Dans ses réflexions, E. Bernays relie ainsi l’éthique à la responsabilité : « L’homme d’affaires est désormais responsable devant le groupe social »
L’ingénierie sociale et/ou le conseil en relations publiques est donc à l’origine neutre, elle est moins orientée par son essence réelle que par l’intentionnalité de ceux qui en usent. On a vu par le passé, et encore aujourd’hui, ce qu’il advient d’une telle pratique afin de justifier une guerre (voir par exemple la commission Creel mise en place aux États-Unis afin de soutenir l’effort de guerre lors de la première guerre mondiale).
L’être humain a toujours dû prendre une direction en vue d’une volonté épanouissement, personnel, social, économique… L’ingénierie sociale peut l’en rapprocher ou l’en écarter, selon l’éthique de ceux qui en font usage.
Précurseur, E. Bernays était attentif aux véhicules de l’information. Dans un premier temps, les regroupements et la presse écrite étaient favorisés. Il anticipa sur la presse radiophonique et commença à explorer les possibilités qu’offraient les films cinématographiques. Aujourd’hui, l’informatique est reine. Internet et les réseaux sociaux changent bon nombre de repères acquis en la matière. Plus proches de chacun, de fait ils remettent en cause certaines certitudes sur le fonctionnement social.
Les dérives dénoncées par une ancienne salariée de Facebook sont prises très au sérieux par les pouvoirs publics tant l’existence même des libertés publiques est en jeu : les députés et sénateurs français ainsi que le Parlement européen l’ont ainsi entendue récemment.
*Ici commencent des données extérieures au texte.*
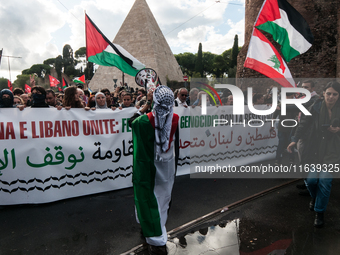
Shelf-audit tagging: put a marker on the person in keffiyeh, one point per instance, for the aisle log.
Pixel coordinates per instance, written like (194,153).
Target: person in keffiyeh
(155,152)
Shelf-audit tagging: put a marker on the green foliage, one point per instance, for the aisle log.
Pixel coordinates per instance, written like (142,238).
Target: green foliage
(81,52)
(199,61)
(49,61)
(21,80)
(208,63)
(187,62)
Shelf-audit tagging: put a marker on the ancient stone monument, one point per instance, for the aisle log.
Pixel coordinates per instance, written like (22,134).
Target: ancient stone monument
(141,36)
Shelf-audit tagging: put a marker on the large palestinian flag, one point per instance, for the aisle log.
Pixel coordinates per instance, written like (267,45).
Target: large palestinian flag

De même, les escroqueries sont de plus en plus ingénieuses (faux ordre de virement, cyber-chantage, rançongiciel), les victimes, institutions, entreprises ou particuliers, toujours plus nombreuses. Lorsqu’une victime découvre le méfait, il est souvent trop tard, l’argent est déjà parti sur un compte à l’étranger ou l’information n’est déjà plus secrète. Même si des services spécialisés de cybersécurité sont installés dans des entreprises. Et même si la police et la gendarmerie se spécialisent également via des services dédiés et la création de postes d’investigateurs en cybercriminalité.
Avec internet, l’individu fait plus de choix et surtout peut tout autant être passif ou actif vis-à-vis des algorithmes attentifs à ses désirs. En dépit des abus, actes malveillants et autres manipulations, l’être humain, par définition complexe et guidé par des choix propres aléatoires, parfois même contradictoires, bousculent heureusement les algorithmes et le langage informatique. Objectiver les désirs (au sens psychanalytique) reste une gageure, puisqu’étant par essence mobiles, labiles, multiples, ils s’articulent toujours de manière singulière en chacun de nous. Cette réalité humaine fondamentale malmène toujours ceux qui déconsidèrent l’éthique.
« La seule propagande qui perdra en crédit au fur et à mesure que le monde deviendra plus subtil et plus intelligent est celle qui est fallacieuse ou foncièrement antisociale ».
Les pouvoirs publics et les individus doivent faire preuve de suffisamment de clairvoyance, de « subtilité » et d’« intelligence » (pour reprendre les mots de E. Bernays), pour prémunir les libertés privées et publiques d’atteintes préjudiciables.